Beklentiler ve Tahminler
14 ekonomistin katılımıyla gerçekleştirilen beklenti anketinde, 4 ekonomist faiz oranının sabit kalacağını, 10 ekonomist ise indirileceğini öngörüyor. Ekonomistlerin ortalama beklentisi ise 150 baz puanlık bir indirimle faiz oranının yüzde 48,50'ye çekilmesi yönünde. Anket sonuçlarına göre, politika faizi beklentileri yüzde 47,50 ile yüzde 50,00 arasında değişiyor. Ekonomistlerin 2025 yıl sonu politika faizi beklentilerinin ortalaması ise yüzde 29,50 olarak belirlendi. Bu beklentilerin, enflasyon hedefleri ve ekonomik büyüme projeksiyonları ile uyumlu olup olmadığı da önemli bir soru işareti oluşturuyor. Piyasaların da bu açıklamayı nasıl karşılayacağı merakla bekleniyor.

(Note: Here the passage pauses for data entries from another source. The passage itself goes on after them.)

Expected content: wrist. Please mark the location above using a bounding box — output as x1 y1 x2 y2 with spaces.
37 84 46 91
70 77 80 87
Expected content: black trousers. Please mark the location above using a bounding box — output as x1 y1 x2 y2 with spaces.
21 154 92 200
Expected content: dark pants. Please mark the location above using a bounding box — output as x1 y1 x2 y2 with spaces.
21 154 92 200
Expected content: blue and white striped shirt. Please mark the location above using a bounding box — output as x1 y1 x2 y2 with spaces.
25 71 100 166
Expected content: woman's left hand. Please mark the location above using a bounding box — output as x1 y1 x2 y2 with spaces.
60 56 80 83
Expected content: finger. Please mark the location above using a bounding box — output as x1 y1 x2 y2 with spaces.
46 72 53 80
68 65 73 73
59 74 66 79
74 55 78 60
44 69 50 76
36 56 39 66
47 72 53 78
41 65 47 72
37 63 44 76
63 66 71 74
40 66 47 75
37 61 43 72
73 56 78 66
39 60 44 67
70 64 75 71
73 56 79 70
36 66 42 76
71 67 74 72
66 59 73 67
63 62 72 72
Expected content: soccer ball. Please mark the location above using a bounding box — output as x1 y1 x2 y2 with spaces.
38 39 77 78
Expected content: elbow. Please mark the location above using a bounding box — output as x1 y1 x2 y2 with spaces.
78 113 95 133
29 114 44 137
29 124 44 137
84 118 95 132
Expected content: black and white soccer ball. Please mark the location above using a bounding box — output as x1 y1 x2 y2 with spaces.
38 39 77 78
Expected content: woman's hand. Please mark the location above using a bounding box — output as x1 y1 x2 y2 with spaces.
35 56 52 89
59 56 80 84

TCMB Piyasa Katılımcıları Anketi
Türkiye Cumhuriyet Merkez Bankası (TCMB) Piyasa Katılımcıları Anketi'nin sonuçları da dikkat çekici. Ankete göre, TCMB'nin politika faizine ilişkin cari ay sonu beklentisi yüzde 48,51 iken, 3 ay sonrası için bu beklenti yüzde 43,50'ye düşüyor. 12 ay sonrası için politika faizi beklentisi ise yüzde 30,84'ten yüzde 30,88'e hafif bir artış gösteriyor. Bu veriler, piyasanın orta ve uzun vadede faiz oranlarında daha belirgin bir düşüş beklediğini gösteriyor. Ancak, bu beklentilerin gerçekleşip gerçekleşmeyeceği, birçok faktöre bağlı.
Faiz Kararı ve Etkileri
TCMB'nin bugün açıklayacağı faiz kararı, hem iç piyasayı hem de küresel piyasaları etkileyebilir. Kararın enflasyon, büyüme ve döviz kuru üzerindeki etkileri yakından takip edilecek. Faiz indiriminin enflasyonu kontrol altına alma çabalarını nasıl etkileyeceği ve ekonomik istikrarı nasıl koruyacağı önemli sorular olarak gündemde. Merkez Bankası'nın bu kararını alırken, hem enflasyonla mücadeleyi hem de ekonomik büyümeyi dengelemeyi hedeflemesi bekleniyor. Bu dengeyi kurmanın zorluğu, kararın beklenmedik sonuçlar doğurmasına da neden olabilir.